WireGuard throughput: from 5 Mbps to saturating the link

Remote users accessing my self-hosted instance (photos.gread.uk) were getting 2–5 Mbps throughput. The architecture is straightforward:

graph LR
  subgraph internet[" Internet "]
    Client(["Client"])
  end

  subgraph vps["Helsinki: Hetzner VPS"]
    Nginx["nginx\nTCP proxy"]
  end

  subgraph wg[" WireGuard Tunnel "]
    direction LR
    WG1["10.8.0.1"] -. encrypted .-> WG2["10.8.0.2"]
  end

  subgraph home["London: Home Network"]
    Traefik["Traefik\nTLS termination"]
    Immich["Immich"]
  end

  Client -- HTTPS --> Nginx
  Nginx -- ":443" --> WG1
  WG2 --> Traefik
  Traefik --> Immich

Every link in the chain had plenty of bandwidth:

Home upload: 433 Mbps
VPS: 3,415 Mbps
Test client in Italy: 213 Mbps

Something in the middle was the problem.

Ruling things out

Suspect	Finding	Method
VPS bandwidth	3,415 Mbps	speedtest-cli on VPS
Home upload	433 Mbps	Cloudflare speedtest via Home Assistant
NAS CPU	85.5% idle during transfers	Node exporter / Grafana
Disk speed	HDD vs SSD made no difference	DSM Drive download test
Encrypted share	Same speed as unencrypted	Comparative download
Immich application	Faster than DSM Drive	Comparative download

None of these were the bottleneck. The problem was in the tunnel itself.

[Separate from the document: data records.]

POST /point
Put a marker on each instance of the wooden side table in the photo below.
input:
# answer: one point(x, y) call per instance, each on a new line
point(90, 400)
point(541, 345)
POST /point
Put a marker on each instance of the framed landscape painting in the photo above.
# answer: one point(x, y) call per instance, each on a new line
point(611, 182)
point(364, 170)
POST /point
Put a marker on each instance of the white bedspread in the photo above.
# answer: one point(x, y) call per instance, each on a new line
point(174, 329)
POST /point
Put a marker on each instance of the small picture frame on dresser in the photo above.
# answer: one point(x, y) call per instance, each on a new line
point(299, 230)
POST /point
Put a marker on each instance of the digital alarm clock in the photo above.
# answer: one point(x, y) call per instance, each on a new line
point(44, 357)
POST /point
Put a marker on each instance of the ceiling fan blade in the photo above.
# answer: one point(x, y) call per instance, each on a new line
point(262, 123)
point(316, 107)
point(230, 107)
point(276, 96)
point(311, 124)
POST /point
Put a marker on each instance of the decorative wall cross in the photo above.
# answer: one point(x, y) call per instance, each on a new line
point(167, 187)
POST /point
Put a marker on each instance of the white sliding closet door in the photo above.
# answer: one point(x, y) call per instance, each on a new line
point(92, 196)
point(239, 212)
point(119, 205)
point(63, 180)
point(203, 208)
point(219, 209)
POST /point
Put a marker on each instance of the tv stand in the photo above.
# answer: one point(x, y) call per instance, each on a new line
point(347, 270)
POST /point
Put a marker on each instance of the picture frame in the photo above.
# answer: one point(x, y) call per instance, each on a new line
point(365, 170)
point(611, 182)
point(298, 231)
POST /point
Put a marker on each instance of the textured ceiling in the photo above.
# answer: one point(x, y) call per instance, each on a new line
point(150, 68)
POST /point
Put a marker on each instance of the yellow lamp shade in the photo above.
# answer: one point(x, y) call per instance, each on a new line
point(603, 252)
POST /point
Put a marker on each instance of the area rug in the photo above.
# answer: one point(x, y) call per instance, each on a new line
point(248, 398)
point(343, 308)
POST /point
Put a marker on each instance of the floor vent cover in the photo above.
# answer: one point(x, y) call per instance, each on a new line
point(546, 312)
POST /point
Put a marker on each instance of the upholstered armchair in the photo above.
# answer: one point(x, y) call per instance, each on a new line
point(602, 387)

Root cause 1: MTU fragmentation

WireGuard interfaces on both VPS and NAS had the default MTU of 1420. Without explicit MTU configuration, packet fragmentation was happening at the WireGuard boundary causing TCP retransmits.

Evidence: TCP segment retransmits visible in node exporter metrics during transfers.

Fix: set MTU = 1280 on both ends to eliminate fragmentation.

# Added to [Interface] on both VPS and NAS wg0.conf
MTU = 1280

Result: 5 Mbps → 53 Mbps (10x improvement). Better, but still well below what the link should support.

Root cause 2: TCP congestion collapse

iperf3 testing revealed asymmetric tunnel performance:

NAS → VPS: 325 Mbps sustained, 0 retransmits
VPS → NAS (uncapped): starts at 374 Mbps, collapses to ~160 Mbps average, 441 retransmits

The 60-second test showed periodic degradation every ~15–20 seconds: a cyclical bottleneck, not random congestion.

Node exporter metrics during sustained transfer:

Metric	Idle baseline	During test
Context switches	~12K ops/s	88–131K ops/s
Interrupts	~7K ops/s	46–66K ops/s
Out-of-order queued	1 p/s	207 p/s
CPU 2 packet processing	baseline	33.7K p/s vs 3–5K p/s on other cores

Synology ‘s userspace WireGuard implementation pins network IRQ handling predominantly to CPU 2. Under high load, CPU 2 saturates, the packet queue fills, out-of-order packets accumulate, TCP backs off. When the queue drains, TCP recovers, hence the periodic oscillation.

Bandwidth threshold testing

Cap	Avg achieved	Retransmits	Stable?
Uncapped	165 Mbps	672	Collapse
300 Mbps	276 Mbps	473	Degrading
250 Mbps	231 Mbps	151	Partial
200 Mbps	200 Mbps	115	Short term
150 Mbps	142 Mbps	132	Sustained 60s

150 Mbps was the sweet spot: below the IRQ saturation threshold, sustained reliably with minimal retransmits.

Fix: Linux traffic control (tc) token bucket filter on VPS wg0 interface.

tc qdisc replace dev wg0 root tbf rate 150mbit burst 1mb latency 400ms

Why rate limiting improves real-world experience

Counterintuitively, capping at 150 Mbps outperformed uncapped (mean 165 Mbps) because uncapped oscillates between 180 and 90 Mbps, and video buffers stall during the collapses. Consistent throughput is more valuable than higher peak throughput for streaming workloads.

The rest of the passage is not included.